Problem: Can't track costs (no visibility)
Cause: Missing cost tracking integration
Solution: Add logging to track cost per task
After each task:
Log to performance-tracking.json:
{
"task": "Implement profile page",
"tier": 2,
"model": "claude-sonnet-4-5",
"tokens_in": 1200,
"tokens_out": 2800,
"cost": 0.0456,
"duration_seconds": 8,
"success": true,
"timestamp": "2026-01-28T10:30:00Z"
}
Weekly aggregation:
Generate cost report with breakdown by tier
Summary
Task complexity routing optimizes AI workflows by:
- 4-tier system (Native → Haiku → Sonnet → Opus)

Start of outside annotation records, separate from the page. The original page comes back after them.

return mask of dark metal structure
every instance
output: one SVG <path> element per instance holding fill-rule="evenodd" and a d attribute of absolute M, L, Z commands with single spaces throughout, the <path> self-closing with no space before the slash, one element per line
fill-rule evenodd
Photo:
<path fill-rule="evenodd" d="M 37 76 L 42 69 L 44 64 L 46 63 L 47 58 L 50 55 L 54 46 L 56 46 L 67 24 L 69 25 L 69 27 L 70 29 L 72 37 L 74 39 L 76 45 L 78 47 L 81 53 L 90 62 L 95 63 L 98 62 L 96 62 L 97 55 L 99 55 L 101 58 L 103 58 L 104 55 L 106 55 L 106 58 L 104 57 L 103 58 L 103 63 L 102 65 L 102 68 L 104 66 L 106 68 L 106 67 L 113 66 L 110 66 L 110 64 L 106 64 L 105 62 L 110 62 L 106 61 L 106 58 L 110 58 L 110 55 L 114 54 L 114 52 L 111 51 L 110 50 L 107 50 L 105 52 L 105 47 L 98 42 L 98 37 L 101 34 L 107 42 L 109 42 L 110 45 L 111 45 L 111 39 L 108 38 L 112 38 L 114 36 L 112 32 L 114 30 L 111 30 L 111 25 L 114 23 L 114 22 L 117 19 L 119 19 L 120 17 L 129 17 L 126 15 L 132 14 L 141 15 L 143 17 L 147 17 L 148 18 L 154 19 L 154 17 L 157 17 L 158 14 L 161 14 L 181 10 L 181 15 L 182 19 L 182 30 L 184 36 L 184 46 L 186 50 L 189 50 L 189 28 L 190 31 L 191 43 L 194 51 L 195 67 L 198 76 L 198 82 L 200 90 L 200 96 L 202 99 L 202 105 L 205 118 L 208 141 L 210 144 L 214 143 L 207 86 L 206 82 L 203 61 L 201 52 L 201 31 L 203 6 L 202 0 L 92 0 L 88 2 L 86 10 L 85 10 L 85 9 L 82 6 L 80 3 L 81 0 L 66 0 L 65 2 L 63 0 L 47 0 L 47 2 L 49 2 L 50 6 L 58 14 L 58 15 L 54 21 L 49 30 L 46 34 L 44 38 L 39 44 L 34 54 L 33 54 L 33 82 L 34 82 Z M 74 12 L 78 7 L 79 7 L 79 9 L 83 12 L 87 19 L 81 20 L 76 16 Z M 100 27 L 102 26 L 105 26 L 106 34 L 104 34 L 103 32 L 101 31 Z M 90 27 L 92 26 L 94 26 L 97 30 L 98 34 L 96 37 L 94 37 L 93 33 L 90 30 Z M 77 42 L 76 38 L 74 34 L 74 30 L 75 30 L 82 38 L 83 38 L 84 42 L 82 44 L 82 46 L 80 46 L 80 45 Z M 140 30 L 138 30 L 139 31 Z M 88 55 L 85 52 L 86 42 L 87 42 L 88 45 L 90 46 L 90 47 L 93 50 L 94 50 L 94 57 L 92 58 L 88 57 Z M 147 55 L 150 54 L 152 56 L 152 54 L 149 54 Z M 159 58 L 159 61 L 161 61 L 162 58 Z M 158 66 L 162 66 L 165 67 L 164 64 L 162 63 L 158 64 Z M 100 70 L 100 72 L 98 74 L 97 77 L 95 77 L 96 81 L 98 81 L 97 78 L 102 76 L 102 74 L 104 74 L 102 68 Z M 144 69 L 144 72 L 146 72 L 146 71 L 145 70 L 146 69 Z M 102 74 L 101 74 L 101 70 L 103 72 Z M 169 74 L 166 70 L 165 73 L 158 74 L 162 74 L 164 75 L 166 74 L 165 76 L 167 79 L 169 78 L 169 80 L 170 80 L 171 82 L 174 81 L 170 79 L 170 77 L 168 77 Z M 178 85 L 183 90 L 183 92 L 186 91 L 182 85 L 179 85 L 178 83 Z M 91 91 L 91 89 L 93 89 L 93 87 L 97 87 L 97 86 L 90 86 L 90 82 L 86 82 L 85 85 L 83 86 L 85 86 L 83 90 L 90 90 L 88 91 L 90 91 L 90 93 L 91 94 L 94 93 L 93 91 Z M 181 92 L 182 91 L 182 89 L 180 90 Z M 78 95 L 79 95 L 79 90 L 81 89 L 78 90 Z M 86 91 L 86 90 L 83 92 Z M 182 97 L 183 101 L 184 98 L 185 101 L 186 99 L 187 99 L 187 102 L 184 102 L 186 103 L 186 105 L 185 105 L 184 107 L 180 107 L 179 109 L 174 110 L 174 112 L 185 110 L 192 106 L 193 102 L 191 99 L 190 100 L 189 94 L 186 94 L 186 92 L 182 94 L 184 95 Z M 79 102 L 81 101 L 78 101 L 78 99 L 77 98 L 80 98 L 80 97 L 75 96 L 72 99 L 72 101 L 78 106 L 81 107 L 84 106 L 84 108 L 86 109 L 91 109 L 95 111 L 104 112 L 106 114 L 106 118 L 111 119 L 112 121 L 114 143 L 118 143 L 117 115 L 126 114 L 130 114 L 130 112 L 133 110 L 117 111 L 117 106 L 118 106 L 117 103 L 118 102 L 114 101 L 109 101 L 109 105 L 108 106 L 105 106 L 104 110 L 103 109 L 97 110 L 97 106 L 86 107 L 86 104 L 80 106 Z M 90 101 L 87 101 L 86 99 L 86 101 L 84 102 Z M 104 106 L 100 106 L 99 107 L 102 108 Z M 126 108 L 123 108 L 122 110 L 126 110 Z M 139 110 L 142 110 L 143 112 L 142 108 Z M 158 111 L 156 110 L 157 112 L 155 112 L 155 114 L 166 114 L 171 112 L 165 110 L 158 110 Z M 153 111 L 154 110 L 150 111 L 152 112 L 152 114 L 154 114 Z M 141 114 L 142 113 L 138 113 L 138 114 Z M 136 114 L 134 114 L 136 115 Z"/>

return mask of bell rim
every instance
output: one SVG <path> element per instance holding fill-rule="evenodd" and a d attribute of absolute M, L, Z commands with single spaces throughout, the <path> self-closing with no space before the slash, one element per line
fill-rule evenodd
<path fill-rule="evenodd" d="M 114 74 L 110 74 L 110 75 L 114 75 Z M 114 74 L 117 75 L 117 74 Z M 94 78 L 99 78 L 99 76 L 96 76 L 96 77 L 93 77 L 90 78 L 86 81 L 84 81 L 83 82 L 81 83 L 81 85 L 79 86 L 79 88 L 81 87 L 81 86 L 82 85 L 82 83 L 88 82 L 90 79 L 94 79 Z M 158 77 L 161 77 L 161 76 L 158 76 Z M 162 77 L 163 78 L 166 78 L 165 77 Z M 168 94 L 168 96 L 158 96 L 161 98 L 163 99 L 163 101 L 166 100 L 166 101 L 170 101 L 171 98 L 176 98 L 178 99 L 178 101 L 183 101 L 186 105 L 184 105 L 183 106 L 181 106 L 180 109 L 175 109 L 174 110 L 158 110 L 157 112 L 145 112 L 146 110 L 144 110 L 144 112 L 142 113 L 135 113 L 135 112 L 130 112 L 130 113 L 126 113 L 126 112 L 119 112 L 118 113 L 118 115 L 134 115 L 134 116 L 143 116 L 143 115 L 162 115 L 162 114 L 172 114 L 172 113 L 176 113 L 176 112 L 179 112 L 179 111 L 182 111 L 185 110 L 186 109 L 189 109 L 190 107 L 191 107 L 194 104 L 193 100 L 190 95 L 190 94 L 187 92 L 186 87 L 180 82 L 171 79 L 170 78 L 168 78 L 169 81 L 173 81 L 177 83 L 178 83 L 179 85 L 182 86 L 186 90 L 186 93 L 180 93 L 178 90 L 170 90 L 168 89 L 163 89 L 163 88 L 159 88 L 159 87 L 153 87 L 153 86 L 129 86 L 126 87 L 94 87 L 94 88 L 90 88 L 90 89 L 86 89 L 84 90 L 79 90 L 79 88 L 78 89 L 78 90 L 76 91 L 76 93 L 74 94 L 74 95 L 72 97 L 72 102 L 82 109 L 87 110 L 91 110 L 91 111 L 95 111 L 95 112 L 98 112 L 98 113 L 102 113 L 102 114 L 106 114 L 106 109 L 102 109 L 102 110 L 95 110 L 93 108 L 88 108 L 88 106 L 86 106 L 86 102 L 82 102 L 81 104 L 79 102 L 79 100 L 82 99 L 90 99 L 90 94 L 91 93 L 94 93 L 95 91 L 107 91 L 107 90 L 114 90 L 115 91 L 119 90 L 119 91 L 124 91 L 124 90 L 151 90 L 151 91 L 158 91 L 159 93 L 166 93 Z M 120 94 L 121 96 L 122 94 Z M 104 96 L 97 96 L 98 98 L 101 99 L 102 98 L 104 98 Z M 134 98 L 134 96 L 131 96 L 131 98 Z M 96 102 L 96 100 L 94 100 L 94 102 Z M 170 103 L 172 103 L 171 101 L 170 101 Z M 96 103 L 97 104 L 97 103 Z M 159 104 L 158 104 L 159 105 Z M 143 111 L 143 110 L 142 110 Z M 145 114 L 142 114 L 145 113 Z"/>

- Complexity detection (keyword-based + context-based scoring)
- Cost optimization (60-90% savings vs premium-everywhere)
- Dynamic escalation (upgrade tier when task fails)
- Quality maintenance (match task complexity to model capability)
Key Takeaways:
- Use native tools first (free, instant)
- Start cheap, escalate as needed (Haiku → Sonnet → Opus)
- Track costs to optimize (measure, analyze, improve)
- Split complex tasks (route subtasks separately)
- Reserve premium for critical (security, architecture, debugging)
Master routing and you'll deliver faster results at a fraction of the cost.
Inspired By:
- Cost optimization patterns from production AI workflows
- Multi-tier routing systems (CDN, load balancers, database replication)
- Google's multi-model serving strategy (PaLM vs Gemini routing)
- AWS Lambda tiered pricing (pay for what you use)
- Performance budgets in frontend development (optimize critical path)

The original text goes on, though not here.